Zurück zur Schule: Das Gute, das Schlechte und das Hässliche

Die Rückkehr zur Schule während der Coronavirus-Pandemie hat bei Lehrern, Schülern und Eltern ein Durcheinander von Emotionen ausgelöst, die beide die Kinder wieder in Schulgebäuden sehen wollten, aber auch das Risiko einer Ansteckung mit Covid-19 befürchteten.

Dieser Beitrag berichtet über die Erfahrungen von Menschen, die zum Schuljahr 2020/2021 in verschiedenen Schulbezirken zur Schule zurückgekehrt sind. Es wurde von Carol Burris geschrieben, einer preisgekrönten ehemaligen Schulleiterin und jetzt Geschäftsführerin des Network for Public Education, einer gemeinnützigen Interessenvertretung, die traditionelle öffentliche Schulbezirke unterstützt.

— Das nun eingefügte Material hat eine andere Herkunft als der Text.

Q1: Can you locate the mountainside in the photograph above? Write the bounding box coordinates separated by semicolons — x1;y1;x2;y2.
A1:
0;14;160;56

Die Organisation hat 37 Schulbezirke in Connecticut, New York und Pennsylvania verfolgt, die mehr als 195.000 Schüler und Tausende von Mitarbeitern in Gebieten mit Covid-19-Raten zwischen 0 und 5,9 Prozent vertreten. Alle Schulbezirke verlangen das Tragen von Masken, und Schulen in Pennsylvania haben aktive Sportprogramme. Die untersuchten Bezirke befanden sich in Landkreisen mit niedrigen Coronavirus-Raten und erforderten das Tragen von Masken.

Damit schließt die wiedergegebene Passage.